9. Il motivo e' infondato. L'argomentazione secondo la quale la norma contrattuale sarebbe nulla per contrasto con norma imperativa e' nuova ed inammissibile. In ogni caso, trattandosi di rapporto di lavoro "part time", la prestazione di ulteriore attivita' "part time" presso altro centro medico non puo' essere ritenuta vietata "tout court". Ma diversa e' la "ratio decidendi" della Corte di Appello: muovendo dall'articolo 30 del CCNL, essa ha ritenuto che non sussiste divieto di prestare la propria opera presso terzi in caso di lavoratori a tempo definito, essendo in tal caso sufficiente una richiesta di autorizzazione. Nella specie, come accerta la Corte di Appello, la Cl. Ce. era da tempo a conoscenza dell'ulteriore attivita' del Fo. - per circa dieci ore settimanali - e nulla aveva rilevato al proposito; circostanza questa tale da integrare gli estremi della tolleranza, ovvero da indurre a diversa e piu' tenue valutazione dell'infrazione nel giudizio di proporzionalita' tra mancanza e sanzione.

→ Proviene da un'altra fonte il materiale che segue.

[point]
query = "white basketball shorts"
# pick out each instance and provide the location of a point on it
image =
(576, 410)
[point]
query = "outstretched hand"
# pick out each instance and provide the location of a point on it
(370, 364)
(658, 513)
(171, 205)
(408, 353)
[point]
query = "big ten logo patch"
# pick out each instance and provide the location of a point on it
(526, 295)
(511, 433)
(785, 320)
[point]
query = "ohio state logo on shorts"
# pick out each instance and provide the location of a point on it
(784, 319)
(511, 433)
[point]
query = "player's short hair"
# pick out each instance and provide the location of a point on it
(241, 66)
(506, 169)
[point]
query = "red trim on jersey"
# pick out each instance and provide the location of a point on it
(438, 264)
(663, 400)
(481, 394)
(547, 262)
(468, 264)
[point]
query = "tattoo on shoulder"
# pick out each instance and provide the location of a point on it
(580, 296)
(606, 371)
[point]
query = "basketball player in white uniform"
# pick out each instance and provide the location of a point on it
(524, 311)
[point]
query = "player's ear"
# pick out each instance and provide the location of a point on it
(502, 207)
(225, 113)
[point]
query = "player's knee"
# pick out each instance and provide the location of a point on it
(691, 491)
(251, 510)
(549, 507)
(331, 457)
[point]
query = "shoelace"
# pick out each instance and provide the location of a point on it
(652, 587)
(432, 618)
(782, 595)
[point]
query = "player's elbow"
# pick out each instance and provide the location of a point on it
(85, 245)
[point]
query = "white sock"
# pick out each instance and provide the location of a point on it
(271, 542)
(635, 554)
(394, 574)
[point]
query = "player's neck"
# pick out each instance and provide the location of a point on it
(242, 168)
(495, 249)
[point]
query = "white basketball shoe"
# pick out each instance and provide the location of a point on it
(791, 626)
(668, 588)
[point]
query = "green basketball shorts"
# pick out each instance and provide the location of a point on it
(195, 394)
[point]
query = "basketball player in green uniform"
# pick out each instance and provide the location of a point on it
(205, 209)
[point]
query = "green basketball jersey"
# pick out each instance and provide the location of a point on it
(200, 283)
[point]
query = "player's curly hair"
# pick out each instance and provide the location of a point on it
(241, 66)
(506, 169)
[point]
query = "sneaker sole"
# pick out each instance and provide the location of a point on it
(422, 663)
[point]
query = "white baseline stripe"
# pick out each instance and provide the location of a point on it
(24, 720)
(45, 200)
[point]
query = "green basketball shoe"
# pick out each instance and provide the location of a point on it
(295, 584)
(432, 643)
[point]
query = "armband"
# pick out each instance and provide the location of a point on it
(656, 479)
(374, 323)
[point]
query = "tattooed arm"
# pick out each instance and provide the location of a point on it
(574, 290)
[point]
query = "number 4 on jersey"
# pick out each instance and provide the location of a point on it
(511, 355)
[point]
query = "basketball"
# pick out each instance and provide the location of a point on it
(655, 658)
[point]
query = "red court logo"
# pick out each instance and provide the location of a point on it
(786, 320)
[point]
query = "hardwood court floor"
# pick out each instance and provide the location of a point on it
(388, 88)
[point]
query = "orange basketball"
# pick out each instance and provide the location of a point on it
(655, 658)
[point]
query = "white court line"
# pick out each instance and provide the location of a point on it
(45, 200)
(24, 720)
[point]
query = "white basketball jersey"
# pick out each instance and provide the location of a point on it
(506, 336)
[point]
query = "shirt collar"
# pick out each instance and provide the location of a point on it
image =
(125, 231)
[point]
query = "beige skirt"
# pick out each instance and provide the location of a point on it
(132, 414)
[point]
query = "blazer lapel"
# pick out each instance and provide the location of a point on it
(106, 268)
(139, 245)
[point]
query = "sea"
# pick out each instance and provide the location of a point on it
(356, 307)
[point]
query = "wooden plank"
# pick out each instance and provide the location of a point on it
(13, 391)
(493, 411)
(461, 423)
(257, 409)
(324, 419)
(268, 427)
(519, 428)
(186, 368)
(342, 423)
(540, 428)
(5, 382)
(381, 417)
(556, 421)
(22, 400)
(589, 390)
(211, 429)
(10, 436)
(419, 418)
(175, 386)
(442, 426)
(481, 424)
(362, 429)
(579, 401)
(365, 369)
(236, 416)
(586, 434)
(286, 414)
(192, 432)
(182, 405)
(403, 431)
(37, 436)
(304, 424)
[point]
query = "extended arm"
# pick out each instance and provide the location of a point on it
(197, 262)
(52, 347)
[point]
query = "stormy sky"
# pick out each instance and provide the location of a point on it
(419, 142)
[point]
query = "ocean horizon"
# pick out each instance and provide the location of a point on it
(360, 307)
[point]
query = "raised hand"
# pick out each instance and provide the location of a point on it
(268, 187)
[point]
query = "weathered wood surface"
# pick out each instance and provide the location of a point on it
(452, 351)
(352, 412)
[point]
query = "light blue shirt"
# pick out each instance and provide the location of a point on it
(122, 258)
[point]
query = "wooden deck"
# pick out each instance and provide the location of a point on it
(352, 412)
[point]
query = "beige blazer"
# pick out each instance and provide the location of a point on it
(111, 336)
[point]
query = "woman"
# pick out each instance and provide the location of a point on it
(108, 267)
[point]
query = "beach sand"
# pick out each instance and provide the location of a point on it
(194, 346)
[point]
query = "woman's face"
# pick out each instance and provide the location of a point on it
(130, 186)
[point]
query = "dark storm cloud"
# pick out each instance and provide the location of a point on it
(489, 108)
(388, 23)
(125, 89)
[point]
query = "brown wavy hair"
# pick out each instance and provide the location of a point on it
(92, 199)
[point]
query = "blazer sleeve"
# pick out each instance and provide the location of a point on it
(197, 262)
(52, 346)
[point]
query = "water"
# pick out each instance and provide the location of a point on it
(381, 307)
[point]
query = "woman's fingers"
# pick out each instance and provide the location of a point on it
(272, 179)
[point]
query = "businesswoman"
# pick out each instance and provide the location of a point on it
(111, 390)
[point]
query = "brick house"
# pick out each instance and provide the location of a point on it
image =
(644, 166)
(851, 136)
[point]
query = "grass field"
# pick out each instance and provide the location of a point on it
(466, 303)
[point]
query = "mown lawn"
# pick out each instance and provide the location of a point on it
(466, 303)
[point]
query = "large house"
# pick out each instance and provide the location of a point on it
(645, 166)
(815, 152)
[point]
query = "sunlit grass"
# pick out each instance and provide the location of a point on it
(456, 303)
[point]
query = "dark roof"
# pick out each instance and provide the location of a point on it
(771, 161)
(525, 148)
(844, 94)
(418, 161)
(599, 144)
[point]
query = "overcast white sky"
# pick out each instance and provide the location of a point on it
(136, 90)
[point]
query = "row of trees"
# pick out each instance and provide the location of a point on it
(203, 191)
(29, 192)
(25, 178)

Il motivo si risolve quindi in una censura in fatto, inammissibile nel giudizio di legittimita', avendo la Corte di Appello giustificato il proprio convincimento sul punto con motivazione esauriente, immune da vizi logici o contraddizioni, talche' essa si sottrae ad ogni censura in sede di legittimita'

10. Col terzo motivo del ricorso, la ricorrente deduce violazione e falsa applicazione, a sensi dell'articolo 360 c.p.c., n. 3, della Legge n. 300 del 1970, articolo 18, e vizio di motivazione, per avere la Corte di Appello condannato essa Cl. Ce. al versamento delle retribuzioni globali di fatto, senza tenere conto dell'"aliunde perceptum" in ragione del rapporto di lavoro presso il Ce. Fu..

11. Il motivo e' manifestamente infondato e va rigettato. Trattasi infatti di rapporto di lavoro "part time", onde quanto percepito in conseguenza di una diversa attivita' lavorativa per un orario di lavoro ulteriore non costituisce "aliunde perceptum" rispetto all'orario praticato presso la Cl. Ce.. La ricorrente avrebbe dovuto allegare e dimostrare la sussistenza di una diversa fonte di guadagno, sostitutiva della retribuzione dovuta dalla convenuta.

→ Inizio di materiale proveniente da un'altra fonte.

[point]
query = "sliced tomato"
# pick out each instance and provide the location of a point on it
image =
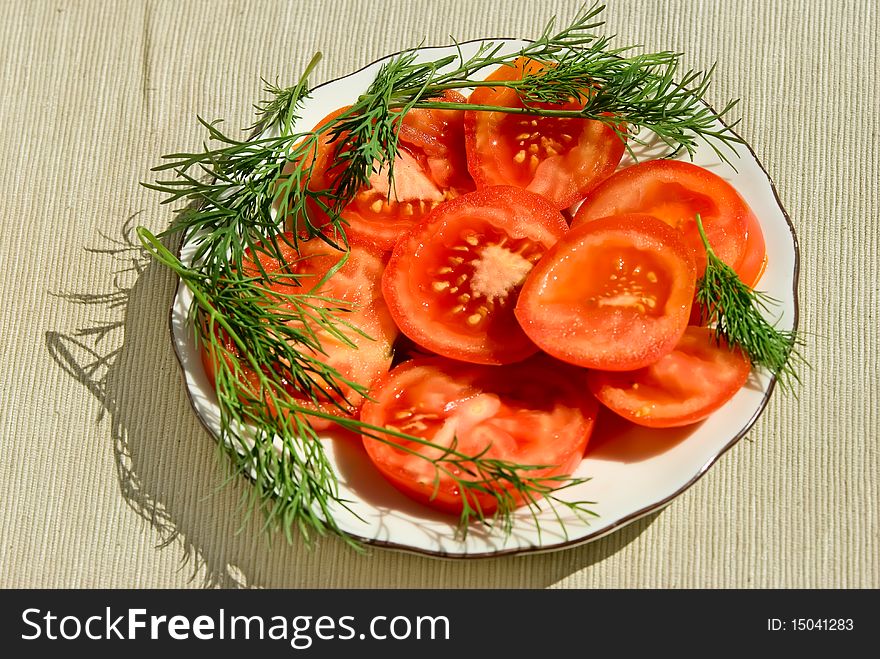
(754, 261)
(682, 387)
(675, 191)
(430, 167)
(356, 297)
(538, 412)
(614, 294)
(561, 159)
(452, 281)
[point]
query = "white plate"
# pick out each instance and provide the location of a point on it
(632, 475)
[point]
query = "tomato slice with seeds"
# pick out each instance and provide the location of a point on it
(356, 297)
(614, 294)
(675, 191)
(452, 281)
(561, 159)
(682, 387)
(537, 412)
(430, 168)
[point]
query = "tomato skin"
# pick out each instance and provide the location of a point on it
(430, 168)
(613, 294)
(754, 262)
(681, 388)
(468, 258)
(675, 191)
(356, 285)
(560, 159)
(537, 412)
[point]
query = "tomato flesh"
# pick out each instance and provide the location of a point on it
(682, 387)
(538, 412)
(613, 294)
(430, 167)
(357, 300)
(561, 159)
(675, 192)
(452, 281)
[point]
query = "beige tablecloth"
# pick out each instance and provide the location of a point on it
(106, 476)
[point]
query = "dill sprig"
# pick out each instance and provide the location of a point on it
(241, 193)
(736, 313)
(634, 91)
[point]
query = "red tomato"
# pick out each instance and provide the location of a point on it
(430, 167)
(754, 261)
(675, 191)
(453, 280)
(682, 387)
(613, 294)
(560, 159)
(537, 412)
(357, 286)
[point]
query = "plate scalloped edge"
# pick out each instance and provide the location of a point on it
(444, 543)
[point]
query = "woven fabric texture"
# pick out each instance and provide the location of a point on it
(107, 478)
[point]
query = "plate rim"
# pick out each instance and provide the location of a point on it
(617, 524)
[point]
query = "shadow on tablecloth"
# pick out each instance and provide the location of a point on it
(170, 471)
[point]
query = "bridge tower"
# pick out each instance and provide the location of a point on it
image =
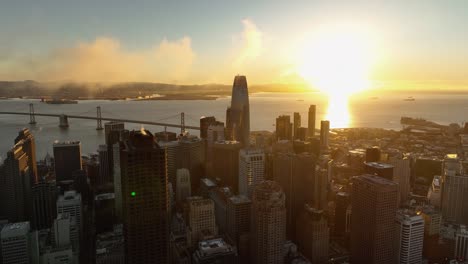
(182, 123)
(32, 116)
(99, 118)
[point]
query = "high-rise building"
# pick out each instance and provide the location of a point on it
(44, 197)
(191, 155)
(374, 204)
(201, 220)
(313, 235)
(17, 243)
(461, 243)
(238, 115)
(238, 222)
(296, 175)
(296, 124)
(324, 133)
(251, 170)
(145, 199)
(184, 188)
(342, 201)
(268, 224)
(26, 139)
(205, 122)
(311, 123)
(67, 158)
(104, 169)
(284, 127)
(15, 185)
(410, 237)
(226, 163)
(454, 191)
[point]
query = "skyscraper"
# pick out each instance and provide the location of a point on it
(410, 237)
(67, 157)
(226, 163)
(26, 139)
(283, 128)
(297, 124)
(268, 224)
(311, 123)
(374, 203)
(238, 115)
(313, 235)
(251, 170)
(145, 199)
(324, 133)
(201, 219)
(454, 194)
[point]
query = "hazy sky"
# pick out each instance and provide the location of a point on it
(198, 41)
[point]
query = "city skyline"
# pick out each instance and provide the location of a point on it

12. La sentenza impugnata deve essere pertanto cassata limitatamente al primo motivo del ricorso, che viene accolto, ed il processo va rinviato alla Corte di Appello di Napoli in diversa composizione, anche per le statuizioni circa le spese. Il principio di diritto e' quello indicato al par. n. 7 che precede.

P.Q.M.

LA CORTE SUPREMA DI CASSAZIONE

Accoglie il primo motivo del ricorso, rigetta il secondo e il terzo motivo; cassa la sentenza impugnata in relazione al motivo accolto e rinvia, anche per le spese, alla Corte di Appello di Napoli in diversa composizione.